Two supervisors, Frank Taylor with North 60 and Paul Bubiak with Integra Tire, are facing charges of their own.

Integra Tire is facing five charges under the Occupational Health and Safety Act.

The company is charged with failing to effectively control the truck when a worker could be injured by an unexpected start-up, failing to effectively control the truck when it was shut down, and failing to stop and immobilize a machine or equipment which may endanger a worker.

The final two charges are related to the company’s safety procedures.

Integra Tire is charged with failing to develop safe, effective lockout procedures and failing to explain those procedures verbally and in writing.

North 60 is facing three charges.

Officials claim the company failed to adequately train a worker in the safe operation of the truck, failed to ensure a worker had demonstrated competency to a supervisor, and failed to ensure the operator did not move the truck until precautions were taken to protect the operator and any other worker from injury.
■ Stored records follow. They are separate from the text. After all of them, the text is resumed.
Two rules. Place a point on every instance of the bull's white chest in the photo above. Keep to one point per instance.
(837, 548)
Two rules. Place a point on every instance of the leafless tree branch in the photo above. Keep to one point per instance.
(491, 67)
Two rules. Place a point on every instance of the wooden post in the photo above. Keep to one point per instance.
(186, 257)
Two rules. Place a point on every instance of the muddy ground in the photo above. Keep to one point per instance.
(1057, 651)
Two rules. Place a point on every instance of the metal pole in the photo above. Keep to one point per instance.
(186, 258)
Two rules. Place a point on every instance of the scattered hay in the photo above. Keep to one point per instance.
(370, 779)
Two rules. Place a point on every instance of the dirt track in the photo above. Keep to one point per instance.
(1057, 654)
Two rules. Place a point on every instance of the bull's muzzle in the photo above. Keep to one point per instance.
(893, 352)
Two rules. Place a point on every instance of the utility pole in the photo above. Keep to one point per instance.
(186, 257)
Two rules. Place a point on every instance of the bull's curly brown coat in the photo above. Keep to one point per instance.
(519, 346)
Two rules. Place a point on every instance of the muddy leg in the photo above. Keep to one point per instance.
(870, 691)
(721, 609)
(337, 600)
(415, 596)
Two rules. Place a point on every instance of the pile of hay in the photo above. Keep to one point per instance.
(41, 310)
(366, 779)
As for the supervisors, Taylor is facing two charges: that, as a supervisor, he failed to adequately train a worker in the safe operation of the truck and that he failed to ensure that when an equipment operator’s view of the work place is obstructed, that the operator not move the equipment.
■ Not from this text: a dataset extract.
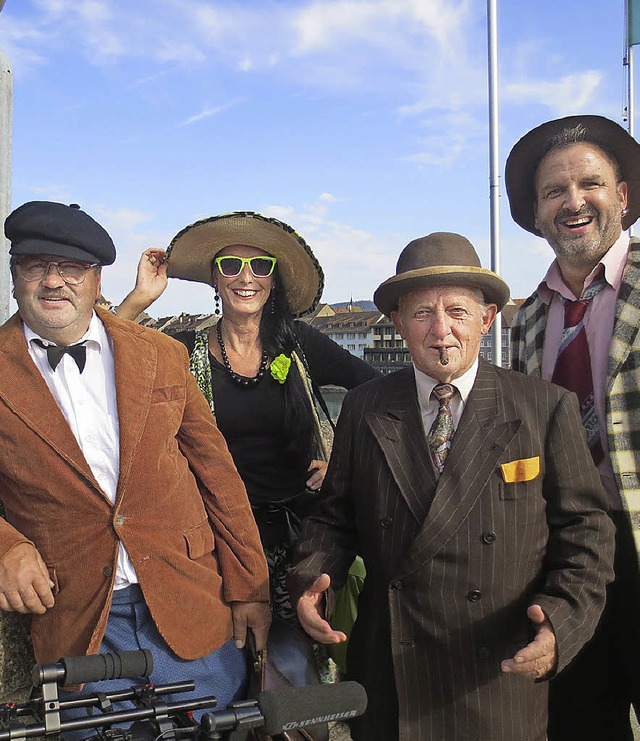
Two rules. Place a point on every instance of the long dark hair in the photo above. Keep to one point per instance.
(277, 334)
Bubiak is charged with the same offence related to training.

He is also facing similar charges to his employer for failing to immobilize the truck and control it when it was shut down for maintenance work.

A man who loved the outdoors, Chabot had come to the Yukon about 10 years earlier from his home in Sherbrooke, in Quebec’s Eastern Townships.

CommentsAdd a comment

bobby bitman

Nov 7, 2012 at 4:56 pm

Too sad.  I know that all the infractions are legitimate, but, without forgetting about Denis and his family and friends, I feel badly for the co-workers and supervisors who are living this nightmare.  No doubt these charges have a pale impact in comparison to how they feel about the horrible loss of Denis Chabot.

MOT

Nov 9, 2012 at 5:21 pm

I really think that accidents like this that had no apparent willful negligence should not result in charges.  They should be analyzed and recommendations made so that they never occur again.  Simple things like taking the key out of ignition before any maintenance on vehicle. I fail to see how charges benefit society at all. Aviation accident investigations are structured mainly to prevent future mishaps for the same reason and end up being very informative.

One is to many

Nov 11, 2012 at 11:32 am

MOT. While I understand your reasoning I believe the exact opposite. Sometimes charges are the only thing that will make people in the wider community wake up to the importance of proper lockout or safety procedures in general. None of the procedures that would have prevented this particular incident are new and are in place at many companies, particularly those that are COR certified for example.
As someone who has lived through the death of my friend and coworker who was killed on the job here in the Yukon years back I know how devastating it is to everyone around, and have only sympathy for all involved in this case.
Unfortunately for my company it took the death of a worker as well as the accompanying investigation, charges, and resulting fines and OH&S orders before we took safety seriously. That shouldn’t have to happen so if the charges in this case make other employers realize the seriousness of maintaining a safe workplace and result in saving even one more life in the future they will be worth it.

Bill Campbell

Nov 12, 2012 at 5:55 pm

It is a sad fact that many Yukon companies give only the slightest regard for safety.  This will not change until someone has to pay the price for failing to comply with safety regulations.  It is so unfortunate that most companies require a terrible accident before they take safety seriously.  Companies that fail to properly train their workers or that fail at enforcing even the most basic safety rules should be punished to the utmost letter of the law, especially when lives are lost.